Facebook CEO Mark Zuckerberg will be personally responsible for the company's data protection practices
Under these arrangements, Facebook CEO Mark Zuckerberg will be personally responsible for the company's data protection practices. Every three months, he'll be asked to prove that user data is being sufficiently safeguarded.
On Tuesday, the Washington Post reported that the FTC is drafting a new complaint about the way in which Facebook manages user phone numbers and its use of facial recognition technology.
Sources told the Jeff Bezos-owned newspaper that the FTC claims that Facebook not only misled users about its phone number management practices, but also its use of two-factor authentication.
In the complaint, officials have reportedly raised concerns about Facebook's facial recognition policies. They believe the firm has failed to provide users with adequate information on how to switch off the feature.
Currently, the platform uses facial recognition technology to provide users with photo tag suggestions.
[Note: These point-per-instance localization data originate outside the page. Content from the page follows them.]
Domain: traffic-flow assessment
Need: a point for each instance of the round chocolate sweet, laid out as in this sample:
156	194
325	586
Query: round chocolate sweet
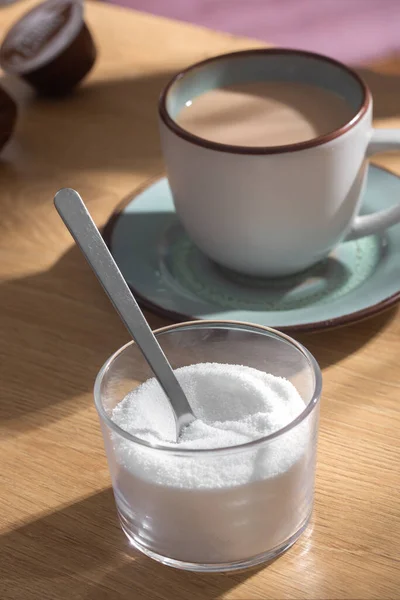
8	117
50	47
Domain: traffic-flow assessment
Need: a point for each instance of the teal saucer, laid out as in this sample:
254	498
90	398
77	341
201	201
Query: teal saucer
169	275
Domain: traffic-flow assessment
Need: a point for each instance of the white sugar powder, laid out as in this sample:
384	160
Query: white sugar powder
214	507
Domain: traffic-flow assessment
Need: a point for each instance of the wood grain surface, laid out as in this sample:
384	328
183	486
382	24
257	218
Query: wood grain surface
59	535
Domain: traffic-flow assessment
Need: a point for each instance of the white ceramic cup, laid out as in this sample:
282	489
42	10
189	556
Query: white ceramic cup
273	211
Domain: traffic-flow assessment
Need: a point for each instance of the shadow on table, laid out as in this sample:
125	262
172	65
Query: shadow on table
80	552
66	329
109	126
70	329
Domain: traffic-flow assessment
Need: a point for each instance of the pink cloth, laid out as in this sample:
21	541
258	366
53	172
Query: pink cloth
351	30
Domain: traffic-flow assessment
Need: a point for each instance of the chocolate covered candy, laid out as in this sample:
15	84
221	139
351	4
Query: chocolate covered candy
50	47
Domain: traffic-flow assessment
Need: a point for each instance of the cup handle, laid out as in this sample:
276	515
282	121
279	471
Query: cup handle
382	140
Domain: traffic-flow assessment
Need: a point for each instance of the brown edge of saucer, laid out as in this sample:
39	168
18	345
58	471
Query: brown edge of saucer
261	150
351	318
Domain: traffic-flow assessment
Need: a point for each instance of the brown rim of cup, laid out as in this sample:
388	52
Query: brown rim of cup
260	150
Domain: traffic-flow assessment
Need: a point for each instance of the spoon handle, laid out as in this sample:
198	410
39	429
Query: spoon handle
80	224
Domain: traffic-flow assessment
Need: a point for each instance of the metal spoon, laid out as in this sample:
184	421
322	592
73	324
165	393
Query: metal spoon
77	219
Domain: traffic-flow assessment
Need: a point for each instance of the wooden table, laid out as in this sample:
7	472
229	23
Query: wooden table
60	538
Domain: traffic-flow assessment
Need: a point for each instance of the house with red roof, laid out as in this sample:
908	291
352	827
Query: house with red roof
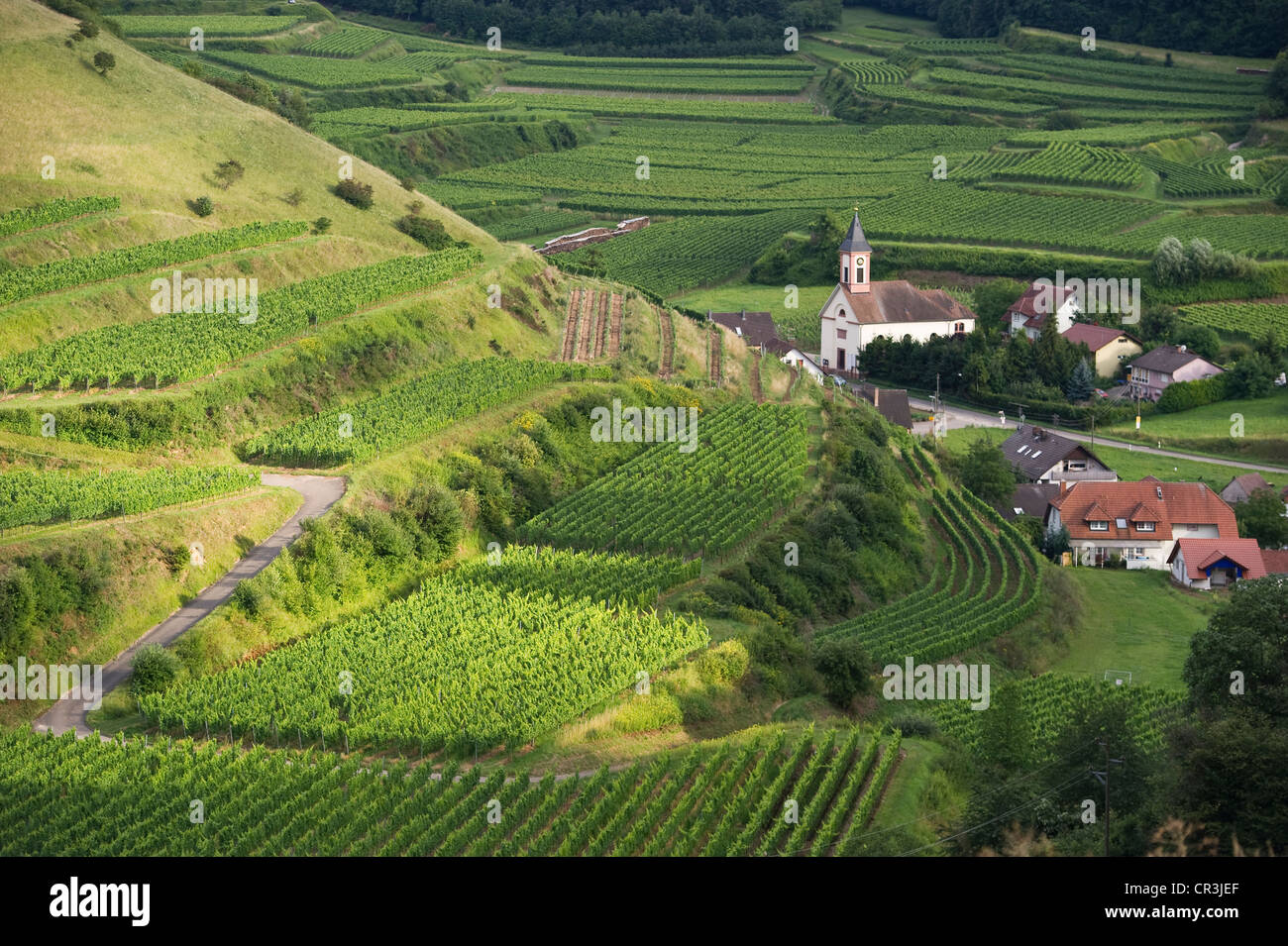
1138	521
1111	349
1206	564
1029	312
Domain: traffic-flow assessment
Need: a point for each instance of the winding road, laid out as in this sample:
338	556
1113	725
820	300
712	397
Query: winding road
964	417
320	494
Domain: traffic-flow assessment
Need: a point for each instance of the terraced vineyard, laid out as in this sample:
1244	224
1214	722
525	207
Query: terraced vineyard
456	665
984	581
184	345
748	465
1249	319
24	282
53	211
30	498
711	800
1047	700
612	579
408	411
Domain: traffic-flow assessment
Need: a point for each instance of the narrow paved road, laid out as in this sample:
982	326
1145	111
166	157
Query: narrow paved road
320	494
962	417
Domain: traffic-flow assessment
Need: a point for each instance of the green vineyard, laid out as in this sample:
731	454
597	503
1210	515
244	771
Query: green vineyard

However, around 30 million users may be unaware of the feature and how it is used.
Such a financial punishment for purposeful, blatant illegality is chump change for a company that makes tens of billions of dollars every year
Once approved by the civil division of the US Department of Justice, the multi-billion-dollar fine imposed on Facebook will become one of the largest-ever issued by the FTC.
The settlement comes more than a year after the FTC opened an investigation over Facebook's data sharing practices with political political consultancy Cambridge Analytica. It's estimated that the agency harvested the personal data of 87 million Facebook users.
Over the past few months, the FTC has investigated whether Facebook's handling of user data violated a 2011 agreement reached with the regulator.
Although the $5 billion fine will be the largest in US corporate history, many commentators have argued that it is still too small for a company of the size and influence of Facebook.
Connecticut Senator Richard Blumenthal told Bloomberg: "This reported $5 billion penalty is barely a tap on the wrist, not even a slap. Such a financial punishment for purposeful, blatant illegality is chump change for a company that makes tens of billions of dollars every year."
Marc Rotenberg, president of the Electronic Privacy Information Centre (EPIC), added: "Something clearly has to be done to strengthen the data protection practices of that company."